Thursday, September 10, 2009

The life of a princess

The life of a princess

Muraho! I am writing under the canopy of a lovely mosquito net and I feel like a princess! Needless to say, I am in Kigali, having arrived safely with little trouble. All my bags arrived with everything intact! It was a long trip with several adventures, but it all ended well and so much has happened since that all that seems rather trivial.

I am staying at Tubahumurize centre with Simone, my niece. We are enjoying each other’s company a lot and she is helping me figure things out, since she has six weeks on my four days. So she is who I turn to. Jeanne, my host and the director of the centre, is here every day and she treats me well. She seems to like me quite a bit. Her son Valentin is the sweetest man, and he is who I turn to for help most often after Simone that is.

The language here of course is Kinyarwanda but many, if not most, people speak French as well. English is now the official language too so it is being taught in schools as a second language. Older people are taking every opportunity to learn. Simone has three English classes every week, and they are very popular and the women are learning like sponges. I have now attended two and enjoyed myself immensely as a sort of teacher’s aide.

I bought myself the obligatory cell phone. I say this because pretty well everyone has one. They are cheap and they are the way that people stay in touch, which is to say all the time! Also, the cell phone serves as a modem, to which you add points which represent money. It is not cheap to be online.

Speaking of money, most things are actually rather expensive here. The economic downturn has taken its toll on the economy here, especially the cost of food. As with all foreign currencies, there is quite a bit of calculating that has to happen whenever you encounter prices. And for the record, if you exchange $100 US (which is the exchange currency) you will not get the full exchange if your bills are older than 2006 I think. Does that sound like a scam or what?! Take note anyone who plans to travel here!

The climate is lovely. Somewhat hot in the sun, but I think it is hotter at home. Even though it is barely south of the equator, I doubt that it ever reaches ninety degrees, likely because of the altitude, which is one or two thousand feet. Interestingly, when filling a water bottle using a funnel yesterday, Simone noted that the eddy turns in the opposite direction to north of the equator! Very cool. Also way cool is how night falls – it takes about a minute, from daylight to night. That again is the equator. I had never thought of that.

Water is my life, at some level. In the morning, we boil our water in a large pot for ten minutes. After it cools, we pour it into containers. One of my water bottles is never far away. So far I have remained healthy and I hope to continue with that pattern. Food is another large part of my life, deciding what to eat and preparing it. The fruits are amazing and this evening I ate the most delicious avocado I have ever tasted. I am mostly eating vegetarian with Simone, plus fish. It is not the most tempting cuisine here, as many people use a lot of heavy oil.

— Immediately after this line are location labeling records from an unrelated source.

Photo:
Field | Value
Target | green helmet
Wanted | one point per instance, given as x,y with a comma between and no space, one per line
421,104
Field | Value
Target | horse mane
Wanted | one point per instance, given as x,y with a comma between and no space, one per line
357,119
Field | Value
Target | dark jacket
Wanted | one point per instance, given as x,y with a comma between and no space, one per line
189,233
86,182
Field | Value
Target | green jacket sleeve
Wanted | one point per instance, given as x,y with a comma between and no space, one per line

I have met several groups of women, both older and young. Women and one man form the sewing class, which arrives around 8 in the morning, eager to get going. They seem to be very happy in their training and are learning quickly, perhaps eager to put their skills to work! The machines are gorgeous and I love hearing the clack, clack of the pedal as they sew.

I gave my first workshop today. Talk about baptism by fire! I was so not ready and the women had not been warned either. But I was prepared enough to teach a workshop – well, more like 2/3 of a workshop – we did not finish – on hygiene and first aid. The women were very interested and asked many questions. I was glad that I had brought posters of four systems of the human body. I think they really started to understand about the heart and circulatory system. They had difficulty finding their carotid pulse, but we all agreed in the end that we all had one and were alive!

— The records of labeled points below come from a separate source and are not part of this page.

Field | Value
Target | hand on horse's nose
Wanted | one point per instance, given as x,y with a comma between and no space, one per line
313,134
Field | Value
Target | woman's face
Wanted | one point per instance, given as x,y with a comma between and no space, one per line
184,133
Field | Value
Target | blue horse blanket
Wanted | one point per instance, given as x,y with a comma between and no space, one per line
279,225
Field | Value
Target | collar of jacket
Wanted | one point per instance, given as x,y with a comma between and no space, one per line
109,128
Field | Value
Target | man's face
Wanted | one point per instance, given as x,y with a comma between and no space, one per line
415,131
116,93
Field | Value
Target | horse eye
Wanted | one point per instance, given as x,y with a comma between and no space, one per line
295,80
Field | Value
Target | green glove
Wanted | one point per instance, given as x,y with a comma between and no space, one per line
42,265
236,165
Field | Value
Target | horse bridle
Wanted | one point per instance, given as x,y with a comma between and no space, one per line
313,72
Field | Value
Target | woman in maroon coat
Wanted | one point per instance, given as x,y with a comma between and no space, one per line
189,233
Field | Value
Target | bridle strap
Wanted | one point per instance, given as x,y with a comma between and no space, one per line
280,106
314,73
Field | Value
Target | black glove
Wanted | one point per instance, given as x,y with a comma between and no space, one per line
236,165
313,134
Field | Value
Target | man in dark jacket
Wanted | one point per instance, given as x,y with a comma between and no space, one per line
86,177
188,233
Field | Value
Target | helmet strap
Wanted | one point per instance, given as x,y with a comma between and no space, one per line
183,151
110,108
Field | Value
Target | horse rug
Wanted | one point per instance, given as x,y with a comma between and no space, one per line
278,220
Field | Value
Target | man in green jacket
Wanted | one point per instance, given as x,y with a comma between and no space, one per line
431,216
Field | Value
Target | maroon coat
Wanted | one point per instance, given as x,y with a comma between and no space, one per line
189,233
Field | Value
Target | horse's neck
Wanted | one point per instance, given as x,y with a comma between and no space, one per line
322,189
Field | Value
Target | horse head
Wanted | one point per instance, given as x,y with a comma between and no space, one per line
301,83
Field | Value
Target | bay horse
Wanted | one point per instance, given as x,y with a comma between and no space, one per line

Simone and I spend a little time in the evening decompressing from the day by playing cribbage. (Thanks John for suggesting that I bring cards and a portable crib board.) And here I am now, under my princess canopy, writing my blog, which I will post tomorrow. Good old thumb drives and copy and paste. We are working on making It possible for me to access the internet from my computer, but so far no luck. It is peck and search on the centre’s computer as it is a French keyboard I think. Different enough to make tons of mistakes, and for my editor’s eye, that is a no-go. I have to fix it all before sending.

Tomorrow brings a shopping expedition. Extension cord. Tomatoes, garlic, olive oil, butter. Something for dinner. A corkscrew. And perhaps finalize a plan to travel this weekend to see herds of elephants in the northeast corner of Rwanda. The discussions are raging but I think we are close to a decision.

With love to one and all. TTFN. Murabeho!